Character from The Walking Dead by Robert Kirkman (comics), Frank Darabont (TV), Telltale Games
An aging RV-driving idealist who appointed himself the group's conscience and died trying to prove that humanity survives the apocalypse — the first casualty of the argument that it doesn't.
Dale is the group's first moral center, and his death creates the void that Hershel later fills. He argues passionately against executing Randall, insisting that the moment they stop valuing human life is the moment they lose everything worth surviving for. Nobody listens. He dies that night. He sees through Shane's facade before anyone else and watches helplessly as the group drifts toward Shane's pragmatism. He protects Andrea when she's suicidal, then respects her autonomy when she pushes back. He's paternal without being controlling — a rare quality in the apocalypse. His RV is the group's first home, and he treats it with the devotion of a man whose late wife loved the idea of driving across America.

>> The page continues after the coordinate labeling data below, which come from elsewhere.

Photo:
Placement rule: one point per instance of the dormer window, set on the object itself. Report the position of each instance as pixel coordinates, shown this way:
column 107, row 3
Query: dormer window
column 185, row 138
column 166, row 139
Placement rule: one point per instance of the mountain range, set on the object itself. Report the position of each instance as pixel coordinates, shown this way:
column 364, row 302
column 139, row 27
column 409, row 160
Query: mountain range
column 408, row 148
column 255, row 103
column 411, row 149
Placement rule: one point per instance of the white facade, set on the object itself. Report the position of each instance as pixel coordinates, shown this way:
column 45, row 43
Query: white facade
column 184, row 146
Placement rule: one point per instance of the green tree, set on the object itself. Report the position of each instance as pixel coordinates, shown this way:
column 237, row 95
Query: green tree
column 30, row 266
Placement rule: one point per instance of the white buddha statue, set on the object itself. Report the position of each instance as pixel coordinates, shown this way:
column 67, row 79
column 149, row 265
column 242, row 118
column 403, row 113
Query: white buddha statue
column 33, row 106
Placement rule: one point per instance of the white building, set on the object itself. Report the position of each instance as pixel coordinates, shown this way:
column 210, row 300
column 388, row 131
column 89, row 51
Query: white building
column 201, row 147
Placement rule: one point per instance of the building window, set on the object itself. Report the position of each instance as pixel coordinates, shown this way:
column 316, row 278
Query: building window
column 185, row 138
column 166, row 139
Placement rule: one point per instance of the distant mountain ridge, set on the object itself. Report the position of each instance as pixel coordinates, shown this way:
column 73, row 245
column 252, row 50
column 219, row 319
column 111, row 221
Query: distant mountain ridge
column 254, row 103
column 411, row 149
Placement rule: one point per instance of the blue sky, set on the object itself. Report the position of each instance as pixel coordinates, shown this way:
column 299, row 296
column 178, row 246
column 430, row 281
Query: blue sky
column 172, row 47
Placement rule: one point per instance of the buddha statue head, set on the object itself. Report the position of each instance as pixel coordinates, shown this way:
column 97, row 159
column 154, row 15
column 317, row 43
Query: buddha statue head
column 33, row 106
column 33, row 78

He's sentimental in a world that punishes sentiment, and he refuses to change.
Older with thinning grey hair beneath a fisherman's bucket hat that becomes his trademark. Lean with weathered skin and kind, worried eyes behind a concerned expression that rarely leaves his face. Wears Hawaiian shirts and practical clothing. Always near his RV. His binoculars are an extension of his body — he's always watching, always keeping vigil.